Few people can understand the difference between theory and practice more clearly than a chess Grandmaster. Our little 64-square laboratory has space for centuries of ideas. With more moves than atoms in the solar system, my ancient boardgame has limitless complexity for the human mind—and was even enough to stump the world’s fastest computers for decades.
But chess isn’t a science, not in practice. When facing an opponent over the board—or, increasingly, over the internet—it becomes an intensely competitive sport. Head to head battle is where all your lovely theories and careful preparation meet the fog of war. An equally well-prepared opponent is set on thwarting all your plans. The ticking clock makes a shambles of your calculations. Victory goes not to the flawless, but to the frail human who made the next-to-last mistake. That’s chess, and that’s business, and that’s life.
A nice saying, incorrectly attributed to Winston Churchill like so many others, goes, “However beautiful the strategy, you should occasionally look at the results.” This fits with a statement correctly attributed to Nobel-winning physicist Richard Feynman: “It doesn’t make any difference how beautiful your guess is, it doesn’t matter how smart you are, who made the guess, or what his name is … If it disagrees with experiment, it’s wrong.”
Theories start us down the road. Praxis is the road.
Since my match loss to the IBM supercomputer Deep Blue in 1997, I’ve had many theories about how to combine human creativity and intuition with machine speed and objectivity. In 1998, I created Advanced Chess, where human Grandmasters faced off while assisted by chess software at the same time. After all, if you can’t beat’em, join’em, right?
It was interesting, but it wasn’t a huge success, far from my vision of achieving chess that approached perfection. It became much more interesting when amateurs took the idea online, leading to the discovery that what was most important wasn’t machine speed or human chess talent, but the ability to create the best process to combine the two. Weak players skillfully “coaching” weak computers to work as a team defeated supercomputers and Grandmasters alike, even elite human players using strong computers.
That real-world chess experiment provided an important example and metaphor, as chess so often has in its history as the “drosophila” of human and machine cognition. Process is king. Superior interface and agility can produce better results than expertise and data with an inferior process.
I’m always looking out for people and companies trying to implement theories, either as lab experiments or as corporate initiatives. I’ve had fascinating discussions everywhere from Nick Bostrom’s Future of Humanity Institute at Oxford to Google and Apple. When I was on tour for my 2017 book Deep Thinking, I had the chance to meet many remarkable people and see real-world projects bringing AI into the mainstream. Smart drones delivering blood in Rwanda. Intelligent agents matching therapists with at-risk youth. There have also been plenty of failures, too, but just like losing at the chessboard, that’s how we learn best.

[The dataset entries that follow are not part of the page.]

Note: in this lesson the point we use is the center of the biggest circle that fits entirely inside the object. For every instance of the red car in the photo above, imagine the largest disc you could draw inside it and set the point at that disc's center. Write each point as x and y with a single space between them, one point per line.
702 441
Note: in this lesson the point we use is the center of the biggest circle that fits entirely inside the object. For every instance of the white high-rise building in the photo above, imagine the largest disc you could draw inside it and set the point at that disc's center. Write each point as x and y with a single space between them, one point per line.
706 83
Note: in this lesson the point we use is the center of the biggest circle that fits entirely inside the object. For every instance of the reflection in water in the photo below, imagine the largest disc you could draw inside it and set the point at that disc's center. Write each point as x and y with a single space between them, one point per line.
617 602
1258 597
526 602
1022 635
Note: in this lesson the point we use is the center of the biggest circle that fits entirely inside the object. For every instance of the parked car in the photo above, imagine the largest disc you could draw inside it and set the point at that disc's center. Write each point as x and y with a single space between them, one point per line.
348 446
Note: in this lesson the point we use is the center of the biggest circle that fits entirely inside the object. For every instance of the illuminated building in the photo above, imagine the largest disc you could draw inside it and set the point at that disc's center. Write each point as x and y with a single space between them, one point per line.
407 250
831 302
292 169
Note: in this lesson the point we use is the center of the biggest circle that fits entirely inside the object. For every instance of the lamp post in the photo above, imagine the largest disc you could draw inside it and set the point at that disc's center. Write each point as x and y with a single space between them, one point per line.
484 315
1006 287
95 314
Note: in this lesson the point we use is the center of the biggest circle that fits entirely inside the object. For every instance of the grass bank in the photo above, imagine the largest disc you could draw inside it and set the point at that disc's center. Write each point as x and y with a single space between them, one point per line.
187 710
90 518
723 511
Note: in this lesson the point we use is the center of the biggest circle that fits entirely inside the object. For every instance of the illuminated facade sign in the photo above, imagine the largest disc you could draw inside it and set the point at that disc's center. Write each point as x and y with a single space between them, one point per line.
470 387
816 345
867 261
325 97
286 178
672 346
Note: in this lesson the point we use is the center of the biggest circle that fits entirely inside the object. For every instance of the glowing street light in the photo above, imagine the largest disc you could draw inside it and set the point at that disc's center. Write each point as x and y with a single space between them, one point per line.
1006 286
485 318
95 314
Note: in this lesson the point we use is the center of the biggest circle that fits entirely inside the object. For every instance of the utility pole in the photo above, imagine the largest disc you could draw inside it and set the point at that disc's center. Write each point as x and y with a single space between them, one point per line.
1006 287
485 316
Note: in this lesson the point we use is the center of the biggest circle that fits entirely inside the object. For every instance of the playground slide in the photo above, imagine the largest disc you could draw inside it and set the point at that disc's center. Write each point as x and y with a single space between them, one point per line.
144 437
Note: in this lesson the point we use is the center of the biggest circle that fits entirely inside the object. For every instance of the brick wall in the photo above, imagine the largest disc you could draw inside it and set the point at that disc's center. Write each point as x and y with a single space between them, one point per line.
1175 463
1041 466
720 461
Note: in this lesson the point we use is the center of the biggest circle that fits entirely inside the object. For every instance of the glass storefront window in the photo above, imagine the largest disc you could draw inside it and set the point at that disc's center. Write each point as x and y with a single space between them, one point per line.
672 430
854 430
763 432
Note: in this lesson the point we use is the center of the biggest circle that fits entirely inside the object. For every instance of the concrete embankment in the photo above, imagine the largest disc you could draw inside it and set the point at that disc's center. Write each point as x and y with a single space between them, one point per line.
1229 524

This history is my long-winded attempt at an explanation for why I’m working with Appian. When I first talked with CEO Matt Calkins, I saw the company as the real-world application of many of my theories about AI and the human-machine relationship. I’ve written much about how we can build bridges between humans and AI, while keeping humans centered in the equation instead of being left behind. Appian is actually building those bridges and traffic is already moving across them.
With all the utopian and dystopian silliness in the news about AI these days, my interest in low-code and off-the-shelf AI solutions might seem mundane. But that’s just it! All the fantasies about the singularity or killer robots make you wonder if the guys in Silicon Valley are taking too many cues from their neighbors in Hollywood. I’m all for moonshots and aiming high, but we also need the nuts and bolts, proof of concept productivity.
It’s also important that we make progress not at the speed of thought, or speed of light, or whatever the catchphrase is these days, but at the speed of society. AI is tremendously powerful and will be more beneficial the more ambitiously we use it. It also requires a constant process of calibration to keep humans centered at every phase of development. We cannot just turn our clever algos loose into the oceans of data and hope it all works out.
Brute force was enough for a supercomputer to beat me at chess, and for many other useful applications, but the future of machine intelligence is teamwork. Will it improve our quality of life? Does it allow humans to be “more human” by making their work more creative, less routine? Will it make the workforce happier? As AI keeps getting more powerful, we have to ask these questions even more.
I see Appian as the ongoing experiment to prove that process is also king in bringing AI and humans together in the business world. The tools are built not for raw power, but for maximum adaptability—something more important than ever in a crisis, by the way. What good is a powerful tool that doesn’t suit your needs at the moment? What good is a mighty hammer when you need a saw, or a pencil? Creating flexible interfaces that always have the right tool for the right job might not grab headlines like a dancing robot or beating the world chess champion, but they’re a lot more useful.
Chess is a handy sandbox, where we build little model castles to see if they can resist the tide. The real world is where there are real outcomes—profit and loss and human happiness and the health of society. Seven decades after Alan Turing developed the first chess program—without the existence of a computer to run it on—I’m excited to be a part of another great experiment.
Garry Kasparov is the former world chess champion and author of Deep Thinking: Where Machine Intelligence Ends and Human Creativity Begins.